Shannon Stewart: In Every Town

An All-ages Music Manualfesto

Review by Frances Phillips

Written and compiled by Shannon Stewart. 2010, All-ages Movement Project, Seattle, WA

The back cover of In Every Town: An All-ages Music Manualfesto announces, “IT'S IN YOUR HANDS.” The book is a call to action to put on and support all-ages music shows and to give musicians the tools to develop and release their own music.

In Every Town and the related website (allages.net) are tools for like-minded, do-it-yourself music programs to create a network and share knowledge with one another. The very writing of the book built relationships among a cluster of such organizations in that leaders of the groups highlighted in the book visited and wrote profiles of each other.

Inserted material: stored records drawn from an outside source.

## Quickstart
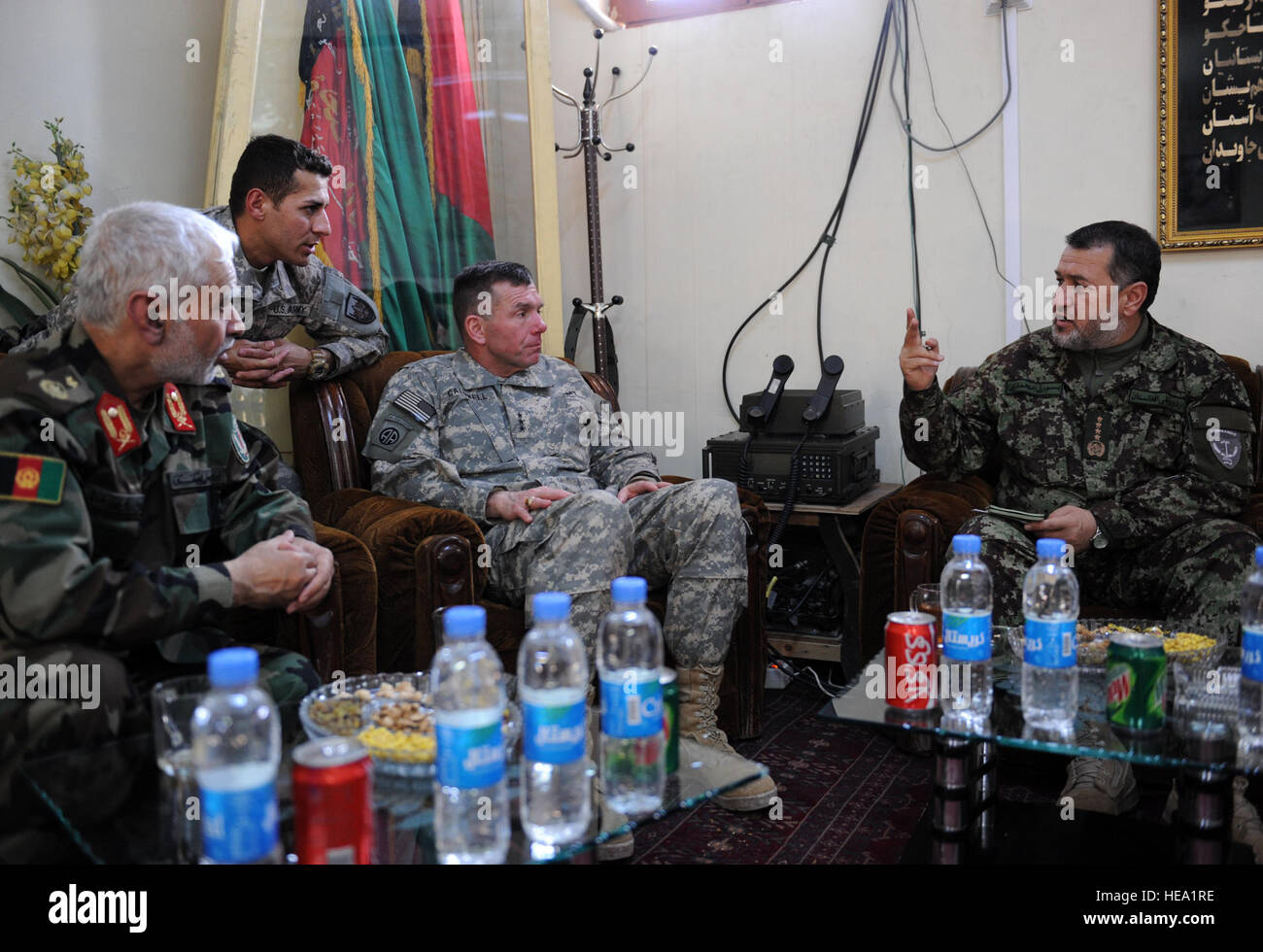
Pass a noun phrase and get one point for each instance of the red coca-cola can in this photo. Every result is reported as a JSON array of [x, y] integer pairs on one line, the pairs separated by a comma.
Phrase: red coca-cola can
[[909, 661], [332, 801]]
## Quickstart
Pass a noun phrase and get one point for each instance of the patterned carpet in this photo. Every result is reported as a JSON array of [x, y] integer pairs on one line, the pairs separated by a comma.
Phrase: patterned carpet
[[849, 796]]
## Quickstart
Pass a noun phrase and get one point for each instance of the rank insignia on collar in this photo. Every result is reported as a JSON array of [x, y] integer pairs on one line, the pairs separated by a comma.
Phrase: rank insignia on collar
[[176, 409], [53, 389], [25, 477], [117, 424]]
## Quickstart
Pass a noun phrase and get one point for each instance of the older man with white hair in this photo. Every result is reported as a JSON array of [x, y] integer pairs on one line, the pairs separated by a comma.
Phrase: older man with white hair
[[134, 515]]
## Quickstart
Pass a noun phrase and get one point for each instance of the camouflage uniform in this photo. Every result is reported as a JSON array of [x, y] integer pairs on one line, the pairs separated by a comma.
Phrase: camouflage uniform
[[340, 317], [1161, 455], [449, 432], [96, 547]]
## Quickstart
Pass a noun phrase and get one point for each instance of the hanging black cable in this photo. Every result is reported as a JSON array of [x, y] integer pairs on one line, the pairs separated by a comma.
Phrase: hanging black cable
[[1008, 88], [912, 192], [830, 231]]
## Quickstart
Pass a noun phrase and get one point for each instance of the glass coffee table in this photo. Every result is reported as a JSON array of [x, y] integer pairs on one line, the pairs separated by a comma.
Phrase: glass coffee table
[[137, 825], [964, 805]]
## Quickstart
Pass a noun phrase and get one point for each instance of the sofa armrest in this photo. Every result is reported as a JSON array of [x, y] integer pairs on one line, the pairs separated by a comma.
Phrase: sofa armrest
[[905, 540], [344, 635]]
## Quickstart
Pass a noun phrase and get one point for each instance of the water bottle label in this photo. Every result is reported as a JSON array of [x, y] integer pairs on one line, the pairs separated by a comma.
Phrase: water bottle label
[[554, 733], [1049, 644], [631, 707], [470, 749], [967, 638], [1251, 654], [239, 826]]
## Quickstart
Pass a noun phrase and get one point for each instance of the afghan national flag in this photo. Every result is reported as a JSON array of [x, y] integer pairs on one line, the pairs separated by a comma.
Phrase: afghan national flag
[[32, 479], [432, 33]]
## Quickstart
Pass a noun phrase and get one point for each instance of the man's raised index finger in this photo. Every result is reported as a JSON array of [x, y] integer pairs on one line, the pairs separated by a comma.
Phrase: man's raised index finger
[[913, 333]]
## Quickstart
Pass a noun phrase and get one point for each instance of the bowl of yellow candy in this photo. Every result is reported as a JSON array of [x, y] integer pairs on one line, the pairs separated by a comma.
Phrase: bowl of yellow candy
[[392, 716]]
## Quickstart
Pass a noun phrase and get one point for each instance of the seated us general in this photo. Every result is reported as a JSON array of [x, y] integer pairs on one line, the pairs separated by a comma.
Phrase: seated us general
[[495, 430]]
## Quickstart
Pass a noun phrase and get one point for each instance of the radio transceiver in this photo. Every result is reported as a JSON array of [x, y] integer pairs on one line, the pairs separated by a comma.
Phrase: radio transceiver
[[802, 446]]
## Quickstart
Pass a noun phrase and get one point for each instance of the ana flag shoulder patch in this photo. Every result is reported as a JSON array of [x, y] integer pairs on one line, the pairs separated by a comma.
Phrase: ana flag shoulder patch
[[25, 477]]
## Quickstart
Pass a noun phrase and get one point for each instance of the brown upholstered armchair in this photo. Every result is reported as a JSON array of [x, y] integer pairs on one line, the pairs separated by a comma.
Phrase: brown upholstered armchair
[[907, 535], [426, 556]]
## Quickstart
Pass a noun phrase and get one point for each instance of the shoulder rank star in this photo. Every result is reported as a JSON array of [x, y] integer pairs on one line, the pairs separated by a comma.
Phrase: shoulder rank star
[[117, 424], [176, 409]]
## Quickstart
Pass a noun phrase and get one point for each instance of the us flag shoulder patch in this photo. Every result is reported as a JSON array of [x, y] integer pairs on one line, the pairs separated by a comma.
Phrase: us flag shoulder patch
[[25, 477], [412, 403]]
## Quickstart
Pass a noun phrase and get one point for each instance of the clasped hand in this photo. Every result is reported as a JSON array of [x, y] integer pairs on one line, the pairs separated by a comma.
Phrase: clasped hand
[[286, 571], [265, 363], [1070, 525], [519, 504]]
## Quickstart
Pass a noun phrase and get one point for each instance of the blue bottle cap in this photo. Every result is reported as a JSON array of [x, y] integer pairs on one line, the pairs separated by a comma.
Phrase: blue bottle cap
[[551, 606], [967, 544], [231, 666], [463, 622], [630, 589], [1049, 548]]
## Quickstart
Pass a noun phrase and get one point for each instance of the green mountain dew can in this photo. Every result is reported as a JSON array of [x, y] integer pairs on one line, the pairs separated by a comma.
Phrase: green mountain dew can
[[1136, 682], [669, 717]]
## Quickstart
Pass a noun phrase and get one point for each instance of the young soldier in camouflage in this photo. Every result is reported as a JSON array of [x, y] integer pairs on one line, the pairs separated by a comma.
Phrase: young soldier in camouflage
[[133, 513], [1133, 441], [277, 206], [496, 429]]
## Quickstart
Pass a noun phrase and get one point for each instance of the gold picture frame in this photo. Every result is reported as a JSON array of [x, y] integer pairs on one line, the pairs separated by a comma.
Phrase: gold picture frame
[[1216, 202]]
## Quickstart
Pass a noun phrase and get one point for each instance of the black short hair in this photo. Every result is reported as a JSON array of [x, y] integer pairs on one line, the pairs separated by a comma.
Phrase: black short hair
[[269, 162], [479, 278], [1137, 256]]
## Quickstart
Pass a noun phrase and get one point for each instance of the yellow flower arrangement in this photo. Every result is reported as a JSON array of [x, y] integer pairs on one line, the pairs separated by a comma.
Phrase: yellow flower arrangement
[[47, 214]]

In the culminating chapter, participating organizations came together in a forum where they posited the notion of being a “field,” quickly acknowledging that deciding together how things ought to be done is antithetical to the notion of DIY. According to Stewart, “A lot of folks want to avoid creating another homogenizing chain enterprise and would argue that it's fundamental for people to figure it out on their own.”

If the book has a central narrative, it's the story of the Vera Project in Seattle, founded in 2001 and inspired by the Vera club in Groningen, the Netherlands. The Vera club is more than a hundred years old, funded by the Dutch government, and a center of the international pop underground. Seattle's Vera Project was created after two of its cofounders stumbled across the Vera club and in response to a legal battle back home. In 1985, Seattle adopted the Teen Dance Ordinance (TDO), which “made it virtually impossible (and illegal) for anyone between the ages of 15 and 20 to gather to listen to music or dance.” To produce an all-ages concert, one had to hire three off-duty police officers and purchase a $1 million liability insurance policy. At a time when Seattle's music scene was in the national spotlight, “underage” audiences were essentially shut out of clubs and concerts. Eventually the TDO was repealed, but the desire to create more music spaces that are open to young people drove the Vera Project and shapes the rallying cry behind In Every Town.

Over the years, the Vera Project's founders gained credibility with city government that turned to seed funding and, eventually, to a $1 million state-of-the-art venue. Today, with its building, its nonprofit status, and its government funding, the Vera Project, along with AS220, which has three buildings in downtown Providence, Rhode Island, rests at one end of the spectrum of the profiled agencies. Some others are illegal and ephemeral, some are branches of other nonprofits, some are collectives, and some are for-profit businesses. All have music in common. Some also offer tutoring, visual arts, recording studios, and theater programs.

Each of these organizations has a distinct creation story—often a story based in fear—whether it is Batey Urbano, which grew out of a need to address gang violence and the drug trade in a Puerto Rican neighborhood in Chicago, or the Elementz in Cincinnati, Ohio, which grew out of work of a citizens' group that was monitoring interactions between police and citizens following race riots in 2001; or The Spot in Denver, founded after the summer of 1993 was named the Summer of Fear owing to seventy-four homicides—thirty-six of them teenagers. If there's instruction to be gleaned from these many examples of how to begin, it's the importance of responding to community needs and listening to the ideas of young people.

As a book that is grounded in the idea of youth inclusion, In Every Town vividly illustrates how youth development organizations in which adults provide the ideas about how to be youth-centered are distinctly different from youth-led organizations. Both matter, but while the latter may be more ephemeral, they may have greater value to youth.

Grantmakers wrestle with what to do about the informal arts sector, with how to support its vitality without destroying its character. We also talk about whether variations on the standard 501(c)(3) nonprofit organization structure could better serve the arts. In Every Town grapples with these questions from the inside out, with user-friendly analyses of the pros and cons of forming a nonprofit, of operating as a collective or with defined leadership, of leaning on a host organization or remaining independent, of accepting government and foundation money or operating on door receipts and volunteer sweat. Operating beneath the radar may require organizers to move constantly and live in fear of being shut down. Then, again, Cave 9 in Birmingham, Alabama, decided to “go legit” and went through a grueling process to become a nonprofit. “Legit” is not always a path to stability, however: upon incorporating, Cave 9 was promptly charged six thousand dollars by the state of Alabama for back taxes covering its years of operation before incorporating. In 2009, it was shut down by the fire marshal.

While grantmakers may skip the how-to chapters on booking a concert or writing a grant proposal, In Every Town contains good management advice and—true to its ethos—offers that advice as choices, not as lessons. Ultimately, what matters is clarity about one's values. In this book, they are “Be open-minded. Don't be judgmental. Let everyone in.”